Tatsächlich waren es die Römer, die Jesus Christus ermordeten, wahrscheinlich auf direkten Befehl des Kaisers Tiberius. Das Verbrechen Christi war in ihren Augen, daß er das Fundament des Imperiums in Frage stellte, indem er sagte, jeder Mensch - einschließlich der "vergessenen Menschen", der Armen, die unter schlimmsten Bedingungen lebten - habe den gleichen Wert wie ein Imperator.

Der Wert des Menschen und die wirklichen Leiden Christi

Christus wurde von der römischen Besatzungsverwaltung und vom römischen Prokurator Pontius Pilatus hingerichtet. Der Hohepriester und der König von Judäa - beide von den Römern eingesetzt - sowie die politische Partei, die mit Rom kollaborierte, die Sadduzäer, standen Pilatus dabei zur Seite. Christus wurden Verstöße gegen römische Gesetze vorgeworfen, wie Rebellion, und er wurde von römischen Soldaten auf römische Art hingerichtet, nämlich gekreuzigt. Es ist lächerlich, auch nur zu behaupten, die Juden hätten den Befehl gegeben, Christus zu kreuzigen.

Eine genauere Untersuchung legt nahe, daß der Kaiser selbst an der Entscheidung, Christus zu töten, beteiligt war und seinem Schwiegersohn Pontius Pilatus dazu den Auftrag gab. Warum? Weil es Tiberius zufolge nur einen Sohn Gottes gab - nämlich ihn selbst, den Kaiser. Die Idee Christi, daß alle Menschen, auch die Sklaven und Prostituierten, als Menschen den gleichen Wert haben wie der Kaiser, weil sie alle "Kinder Gottes" sind, bedrohte den Kern des religiösen Mythos, der den Institutionen des Römischen Reichs zugrundelag. Nicht zufällig lautete der Titel des Kaisers Tiberius Caesar Divi Augustae Filius. Augustus. Pontifex Maximus - "Kaiser Tiberius, Sohn des göttlichen Augustus. Der Erhabene. Höchster Priester Roms".

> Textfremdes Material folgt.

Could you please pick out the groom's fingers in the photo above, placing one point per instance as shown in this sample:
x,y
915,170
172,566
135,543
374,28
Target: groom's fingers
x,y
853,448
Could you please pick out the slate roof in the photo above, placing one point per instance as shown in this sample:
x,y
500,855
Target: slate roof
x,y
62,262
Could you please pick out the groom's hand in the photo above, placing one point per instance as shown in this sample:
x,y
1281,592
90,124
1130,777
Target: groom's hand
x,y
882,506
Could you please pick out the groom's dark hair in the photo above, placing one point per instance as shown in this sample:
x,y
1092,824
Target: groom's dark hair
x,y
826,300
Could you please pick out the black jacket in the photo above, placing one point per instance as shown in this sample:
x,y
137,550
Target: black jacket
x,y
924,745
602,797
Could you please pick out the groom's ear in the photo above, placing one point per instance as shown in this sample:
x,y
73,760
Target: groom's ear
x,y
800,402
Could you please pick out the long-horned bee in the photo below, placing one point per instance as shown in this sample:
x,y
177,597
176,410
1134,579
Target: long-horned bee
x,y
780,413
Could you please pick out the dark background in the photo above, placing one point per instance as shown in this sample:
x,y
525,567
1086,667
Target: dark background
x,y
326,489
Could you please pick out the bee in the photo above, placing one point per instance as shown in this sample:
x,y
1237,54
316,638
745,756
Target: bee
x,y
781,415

Neben der religiösen Botschaft und den Mysterien Christi gab es auch eine sehr deutliche politische Botschaft: die Verteidigung des Wertes eines jeden Menschen und der Kampf gegen die imperiale Tradition Babylons und Roms, die diesen Werten diametral entgegengesetzt waren. Auch in diesem Kontext müssen die Leiden Christi verstanden werden - einschließlich der Frage, was die Leiden Christi für uns heute bedeuten. Lyndon LaRouche sagte am 19. Januar in seiner Rede beim Gebetsfrühstück zu Ehren von Martin Luther King in Talladega (Alabama):

Es geht um die Heiligkeit jedes einzelnen Menschenlebens. Sind die Menschen nur vernunftbegabte Tiere, oder ist jeder Mensch heilig, weil ihn die schöpferische menschliche Vernunft von den Tieren unterscheidet?

Das Römische Reich und der Kaiserkult

Das Imperium Romanum, das römische Weltreich, beruhte auf einem entgegengesetzten Menschenbild. Im Jahr 29 v.Chr. wurde in Rom ein neuer Tempel eingeweiht. Es war der Tempel des "göttlichen Julius" (Templum Divi Iuli). Der Tempel, dessen Ruinen noch heute zu sehen sind, stand am Ostrand des Forum Romanum, dem Verwaltungszentrum des Reichs, und er wurde sozusagen zum Fundament der römischen "Verfassung", der rechtlichen Grundlage für die Herrschaft der römischen Kaiser.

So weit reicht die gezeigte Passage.